Thank you so much to everyone who came on our Spring Foraging days at the weekend and for your lovely feedback. We’ll get organised properly with more pictures soon but, in the mean time, here are the recipes we used with our lovely spring greens: cleavers, nettles, dandelions, wild garlic and hairy bittercress.
We used cleavers and nettle, either crushed in a pestle and mortar and squeezed through muslin or extracted using a juicer. When it was mixed with freshly juiced apple and carrots, even the kids were going back for seconds and thirds!
Herby Garlicky Butter (smothered on campfire damper bread)
Simply cut and then crush (we used a pestle and mortar) a mixture of hairy bittercress, wild garlic and dandelion. Mix with softened butter and season to taste. Great instead of garlic butter on baguettes or on hot damper bread, pasta, vegetables, baked potatoes etc.
Wild Salsa Verde
Cut and crush any spring greens (we used wild garlic, dandelion, hairy bittercress and parsley) and mix with olive oil, seasoning and a dash of cider vinegar. We ate ours on warm bread with nettle soup.
(Thanks for the picture Anna Mitchell!)
Sweat onions in butter or oil with garlic if desired. Add water, potatoes and swede (optional) and cook until soft. Towards the end, add a good handful of nettles (just the top 3 inches or so) and cook until soft. Season with salt and pepper and add vegetable bouillon concentrate to taste. Blend until smooth. This is a flexible recipe and you could include leeks, wild garlic, spinach, peas etc.
Plantain Salve (to soothe your skin after you’ve picked nettles!)
Infuse plantain (fresh and allowed to wilt to remove some of the water OR dried) in organic sunflower oil over a double boiler for around 4 hours. Strain and blend with beeswax which has been melted over a double boiler or just add beeswax to the warm oil and heat gently until blended. A ratio of one part wax to 10 parts oil will give a fairly soft salve – increasing the amount of wax will make it harder. You could add a few drops of soothing lavender oil too. Or put some lavender heads in with the plantain when you make your infusion.
Spring Greens Vinegar
This tasty vinegar can be used in salad dressings or taken as a tonic, mixed with raw honey if the thought of taking it neat makes your tongue curl! It can also be used to season vegetables and a spoonful on greens increases the available calcium by a third.

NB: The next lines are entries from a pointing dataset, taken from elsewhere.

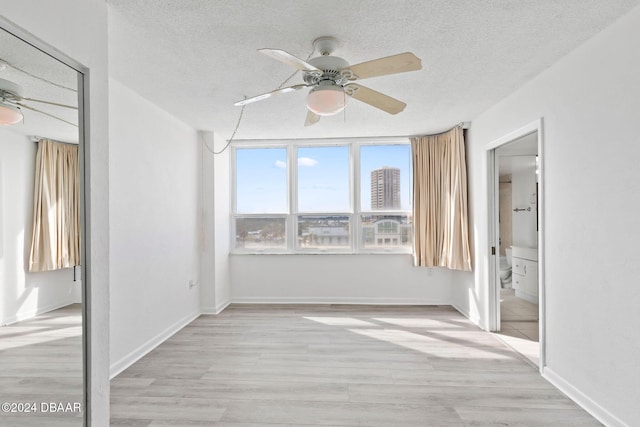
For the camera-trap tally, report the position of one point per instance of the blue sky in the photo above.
(323, 177)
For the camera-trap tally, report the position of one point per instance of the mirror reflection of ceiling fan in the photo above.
(12, 102)
(331, 80)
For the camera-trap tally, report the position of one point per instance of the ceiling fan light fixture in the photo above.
(9, 115)
(327, 100)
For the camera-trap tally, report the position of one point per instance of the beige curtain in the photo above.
(55, 242)
(441, 230)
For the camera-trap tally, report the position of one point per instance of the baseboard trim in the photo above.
(597, 411)
(217, 309)
(474, 319)
(19, 317)
(137, 354)
(337, 300)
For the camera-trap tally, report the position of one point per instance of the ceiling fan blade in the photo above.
(49, 103)
(375, 99)
(289, 59)
(269, 94)
(400, 63)
(46, 114)
(312, 118)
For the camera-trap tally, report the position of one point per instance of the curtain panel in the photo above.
(440, 216)
(55, 242)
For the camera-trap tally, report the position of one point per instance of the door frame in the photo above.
(493, 229)
(84, 202)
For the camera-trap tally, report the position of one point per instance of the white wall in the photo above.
(222, 226)
(78, 29)
(372, 279)
(590, 104)
(155, 229)
(523, 188)
(216, 283)
(23, 294)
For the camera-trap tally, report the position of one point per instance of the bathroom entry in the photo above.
(516, 282)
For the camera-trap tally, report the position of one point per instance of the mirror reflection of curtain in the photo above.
(441, 231)
(55, 242)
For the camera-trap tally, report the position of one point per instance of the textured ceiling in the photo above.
(40, 77)
(195, 58)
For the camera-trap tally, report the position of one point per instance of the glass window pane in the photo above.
(261, 233)
(323, 179)
(385, 177)
(323, 232)
(261, 180)
(386, 231)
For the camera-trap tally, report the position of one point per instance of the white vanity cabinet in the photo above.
(524, 264)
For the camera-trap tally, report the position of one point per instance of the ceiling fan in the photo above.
(331, 80)
(12, 102)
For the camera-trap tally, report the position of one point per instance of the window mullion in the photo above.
(355, 196)
(292, 176)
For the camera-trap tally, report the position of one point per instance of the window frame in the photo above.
(292, 212)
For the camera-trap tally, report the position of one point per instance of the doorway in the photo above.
(516, 229)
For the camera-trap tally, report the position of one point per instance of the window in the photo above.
(351, 196)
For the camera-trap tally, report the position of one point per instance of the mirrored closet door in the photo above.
(41, 293)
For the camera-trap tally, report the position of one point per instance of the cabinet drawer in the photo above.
(518, 282)
(518, 266)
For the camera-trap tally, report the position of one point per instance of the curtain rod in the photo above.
(37, 139)
(463, 125)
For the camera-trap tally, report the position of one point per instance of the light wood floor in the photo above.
(41, 362)
(284, 365)
(519, 326)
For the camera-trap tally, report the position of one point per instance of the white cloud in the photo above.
(307, 161)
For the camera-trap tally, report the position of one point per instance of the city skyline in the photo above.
(385, 188)
(323, 177)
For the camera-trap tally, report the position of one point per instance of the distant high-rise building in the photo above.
(385, 188)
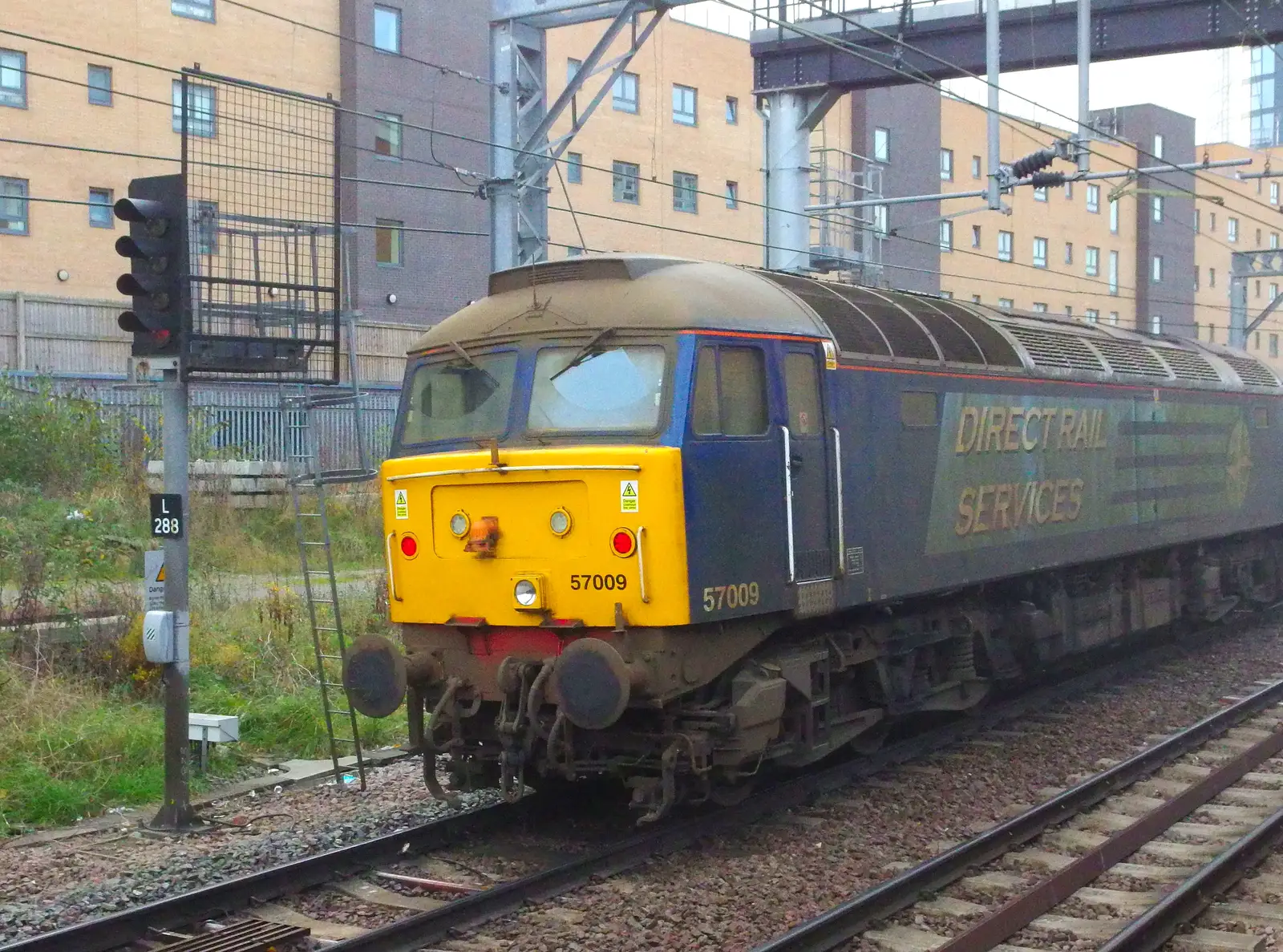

Simply fill a clean jar with a combination of spring greens (cleavers, dandelion, nettles and wild garlic) and cover in cider vinegar. Using raw vinegar ‘with the mother’ means that you’ll be getting a great probiotic boost at the same time as benefiting from the properties of the plants. Leave to infuse for up to two weeks but make sure that the greens stay below the surface of the vinegar so they don’t go off. If you are using a metal lid, protect the lid with a cellophane jam pot cover as the vinegar will react with the metal otherwise. After a few weeks, strain and enjoy.